Terapeuta Ocupacional e o Cuidador

Cuidar quem Cuida

A realidade do envelhecimento populacional não é novidade em Portugal. Somos um dos países da Europa com maior indíce de envelhecimento, e o surgimento da quarta idade é uma realidade cada vez mais comum. Embora este progresso seja, à partida, um sinal de desenvolvimento económico e social, rapidamente se pode traduzir numa perda de qualidade de vida se não soubermos acompanhar as necessidades que daí podem advir. Os sistemas Social e de Saúde nem sempre conseguem dar resposta às crescentes necessidades da população envelhecida, sendo cada vez mais comum a família assumir-se como resposta, ficando o idoso a cargo de um cuidador informal.

O papel muitas vezes inesperado do cuidador informal é mais do que um trabalho das 9 às 18. Sem supervisão, este encargo pode facilmente consumir a vida do cuidador não preparado para as dimensões associadas aos cuidados necessários ao bem estar do idoso. O desgaste físico, com a falta de descanso e com os esforços associados aos cuidados prestados, é frequentemente acompanhado por desgaste psicológico, com o surgimento de dificuldades em dar resposta a outras ocupações e obrigações de diferentes contextos de vida, por falta de tempo ou por preocupação e sentimento de obrigação constante perante o idoso. Além disto, a proximidade familiar entre ambos pode gerar momentos de conflito e frustrações, pelo que o acompanhamento nas fases de adaptação e continuidade de cuidados é essencial para ambas as partes. O cuidador informal deve ser objecto de cuidado e atenção perante a equipa de saúde multidisciplinar que acompanha o idoso, como recetor de educação, mas também de cuidados.

O terapeuta ocupacional, como parte desta equipa, estuda o ser humano como ser ocupacional, em todas as suas dimensões. Essa visão holística permite compreender o que pode comprometer o desempenho ocupacional e potenciá-lo, com estratégias reabilitativas ou compensatórias. O terapeuta ocupacional é uma peça essencial no processo educativo do cuidador, explicando o impacto que a patologia pode ter no desempenho do idoso ao longo do tempo, e permitindo à família preparar-se para os cuidados necessários no momento presente e futuro. Passa pelas suas funções discutir estratégias para cuidados mais eficazes, felizes e adequados a cada situação.

Uma das vertentes muitas vezes desconsiderada pelo cuidador não acompanhado e sensibilizado é a própria autonomia do idoso, esquecendo, em nome do conforto e descanso, que a inatividade é muitas vezes o fator causador de mais problemas de saúde.

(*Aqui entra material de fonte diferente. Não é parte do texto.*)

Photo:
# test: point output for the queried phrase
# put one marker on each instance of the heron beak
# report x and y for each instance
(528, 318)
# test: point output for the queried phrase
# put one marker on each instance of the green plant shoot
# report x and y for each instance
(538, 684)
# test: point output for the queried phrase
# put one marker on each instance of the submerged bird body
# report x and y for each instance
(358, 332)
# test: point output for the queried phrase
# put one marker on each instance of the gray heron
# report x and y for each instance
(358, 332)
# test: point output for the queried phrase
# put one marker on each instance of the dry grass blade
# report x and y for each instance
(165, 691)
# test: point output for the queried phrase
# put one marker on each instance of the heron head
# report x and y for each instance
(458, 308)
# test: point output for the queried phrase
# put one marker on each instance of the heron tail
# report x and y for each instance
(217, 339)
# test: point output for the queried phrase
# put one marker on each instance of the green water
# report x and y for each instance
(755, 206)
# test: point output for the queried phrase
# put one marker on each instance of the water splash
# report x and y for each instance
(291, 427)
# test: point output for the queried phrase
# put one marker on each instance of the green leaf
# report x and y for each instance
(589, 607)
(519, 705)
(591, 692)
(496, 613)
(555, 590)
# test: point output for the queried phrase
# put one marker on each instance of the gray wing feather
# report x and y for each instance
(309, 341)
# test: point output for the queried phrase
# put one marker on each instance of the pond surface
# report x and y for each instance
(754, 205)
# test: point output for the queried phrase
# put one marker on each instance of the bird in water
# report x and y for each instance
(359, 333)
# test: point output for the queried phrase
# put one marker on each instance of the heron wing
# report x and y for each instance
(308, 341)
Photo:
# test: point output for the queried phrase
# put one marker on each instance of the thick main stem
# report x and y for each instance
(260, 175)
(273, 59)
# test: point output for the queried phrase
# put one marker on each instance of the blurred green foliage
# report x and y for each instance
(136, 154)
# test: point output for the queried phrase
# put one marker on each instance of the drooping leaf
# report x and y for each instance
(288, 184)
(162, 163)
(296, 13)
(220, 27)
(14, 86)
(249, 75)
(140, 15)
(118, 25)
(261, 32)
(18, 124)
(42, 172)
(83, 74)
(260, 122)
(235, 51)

É compreensível o cuidador querer proteger o idoso do que parece desconfortável ou trabalhoso, mas é importante frisar que o ser humano é um ser ocupacional, e esta é uma realidade importante para manter a dignidade e o equilíbrio em todas as suas dimensões.

O terapeuta ocupacional deve sensibilizar o cuidador para esta realidade e dissipar as suas inquietações, aconselhando e treinando com o mesmo estratégias e adaptações para diferentes atividades do dia-a-dia, que permitam o desempenho do idoso e o mínimo de sacrifício possível para o cuidador. Em muitos casos a realização completa da atividade não é possível, mas ao compartimentarmos a mesma e direcionarmos o desempenho para uma tarefa específica, potenciamos a dignidade e a independência do recetor de cuidados. Além dessa estratégia, a utilização de tecnologias de apoio para atividades de educação e lazer, por exemplo, também se  traduzem em qualidade de vida para o idoso e seu cuidador, por se sentir capaz de responder a outras necessidades do seu ente querido.

Os cuidados devem ser muito mais que a satisfação de necessidades básicas, e cabe-nos a todos a responsabilidade de pensar e refletir o papel do cuidador na sociedade, como peça fundamental do sistema social, a quem deve ser facultado o acesso a formação e acompanhamento de modo a prestar cuidados dignos e com qualidade.